More than one instance of coordinator

Hello,

So far I have used one machine. Each node works on exactly one machine. I use hadoop indexer for loading batch data.

I am going to run second instance of coordinator on other machine. Is it possible that it speed up process of loading batch data?

Hi Tom,

No it will not speed up loading, coordinator doesn’t do any loading work, it just assign segments.

In order to improve or speed loading you can think about either adding more historical nodes or tweak the parameter replicationThrottleLimit
The maximum number of segments that can be replicated at one time.

see http://druid.io/docs/latest/configuration/coordinator.html#dynamic-configuration.

More information about your use case/ performance might help to give a better answer.

The best way to speed up batch ingestion is to leverage a remote Hadoop cluster to build Druid segments. The param Slim mentions only controls how fast segments are replicated, not how fast data is made available. Is your bottleneck how fast segments are getting created or how fast they are getting loaded after they are created?

Hi Fangjin Yang,
Btw, I’m a big fan of you & druid!. I kind of wanted to use this thread to ask a related question - Currently I have built a cluster to hold 30 days worth of data - Each day is about 30 GB (raw size) - So total is about 900 GB worth of data. Batch indexing 1 day’s worth of data takes about 7 hours

Cluster configuration:

  • Broker : 8 Core, 61 GB - 1 nos

  • Historical/Middlemanager : 8 Core, 61 GB - 3 nos

  • Coord/Overlord/Metadata/Zookeeper : 8 Core, 30 GB - 1 nos (all in 1 box)

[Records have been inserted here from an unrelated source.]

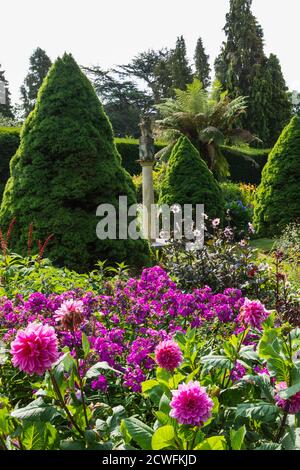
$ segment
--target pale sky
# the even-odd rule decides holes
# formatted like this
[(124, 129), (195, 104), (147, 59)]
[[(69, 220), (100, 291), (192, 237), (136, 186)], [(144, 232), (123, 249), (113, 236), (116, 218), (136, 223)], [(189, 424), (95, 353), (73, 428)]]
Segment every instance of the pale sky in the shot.
[[(54, 61), (71, 52), (81, 65), (109, 68), (139, 52), (174, 47), (183, 35), (190, 59), (202, 37), (211, 63), (220, 51), (229, 0), (0, 0), (0, 64), (13, 101), (41, 47)], [(290, 89), (300, 90), (299, 0), (253, 0), (266, 52), (281, 62)]]

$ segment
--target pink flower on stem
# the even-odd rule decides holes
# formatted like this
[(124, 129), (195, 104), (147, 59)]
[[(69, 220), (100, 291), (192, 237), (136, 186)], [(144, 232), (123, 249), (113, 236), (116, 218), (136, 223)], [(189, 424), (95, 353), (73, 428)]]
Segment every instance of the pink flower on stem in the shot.
[(269, 316), (269, 312), (259, 300), (249, 300), (245, 298), (244, 304), (240, 309), (237, 321), (244, 326), (260, 328), (264, 320)]
[(286, 390), (288, 388), (286, 382), (279, 382), (275, 389), (277, 391), (275, 395), (275, 401), (279, 408), (288, 411), (288, 413), (292, 415), (296, 415), (300, 413), (300, 392), (296, 393), (295, 395), (291, 396), (288, 399), (281, 398), (278, 392)]
[(66, 300), (55, 311), (54, 318), (61, 322), (66, 330), (76, 329), (82, 322), (83, 302), (81, 300)]
[(166, 340), (156, 346), (155, 349), (155, 361), (168, 371), (173, 371), (182, 363), (182, 352), (180, 347), (175, 341)]
[(29, 375), (43, 375), (59, 355), (54, 328), (30, 323), (25, 330), (18, 331), (10, 352), (15, 367)]
[(200, 427), (211, 417), (214, 403), (199, 382), (180, 384), (172, 395), (170, 416), (180, 424)]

I have 8 worker tasks in each historical nodes and here is the middle manager configs:

[ec2-user@ip-172-31-22-182 druid-0.9.1.1]$ more conf-aws-edit/druid/middleManager/jvm.config

-server

-Xms64m

-Xmx64m

-XX:MaxDirectMemorySize=10240m

-Duser.timezone=UTC

-Dfile.encoding=UTF-8

-Djava.io.tmpdir=/mnt/druid/runtime/var/tmp

-Dhadoop.hadoop.tmp.dir=/mnt/druid/runtime/var/druid/hadoop-tmp

-Djava.util.logging.manager=org.apache.logging.log4j.jul.LogManager

[ec2-user@ip-172-31-22-182 druid-0.9.1.1]$ more conf-aws-edit/druid/middleManager/runtime.properties

druid.service=druid/middleManager

druid.port=8091

Number of tasks per middleManager

druid.worker.capacity=8

Task launch parameters

druid.indexer.runner.javaOpts=-server -Xmx12g -Duser.timezone=UTC -Dfile.encoding=UTF-8 -Djava.util.logging.manager=org.apache.logging.log4j.jul.LogManager

druid.indexer.task.baseTaskDir=/mnt/druid/runtime/var/druid/task

HTTP server threads

druid.server.http.numThreads=40

Processing threads and buffers

druid.processing.buffer.sizeBytes=1073741824

druid.processing.numThreads=8

Hadoop indexing

druid.indexer.task.hadoopWorkingPath=/mnt/druid/runtime/var/druid/hadoop-tmp

druid.indexer.task.defaultHadoopCoordinates=[“org.apache.hadoop:hadoop-client:2.3.0”]

I have set numThreads to 8 and sizeBytes to 1GB - What is the difference between worker capacity and numthreads? I have set both to 8 and the box is a 8 core box. In my case, what should be ideal configuration so that I’m able to load the data into Druid with few minutes? Is it possible?

You were mentioning about a remote hadoop cluster doing the indexing - Can you pls. elaborate more on this how to do this and how to get it to Druid?

Your help is deeply appreciated!!

Thanks,

Uday.

Hi Uday,

Do these docs on batch ingestion help? They describe leveraging a remote cluster for faster batch ingest.

https://imply.io/docs/latest/ingestion-files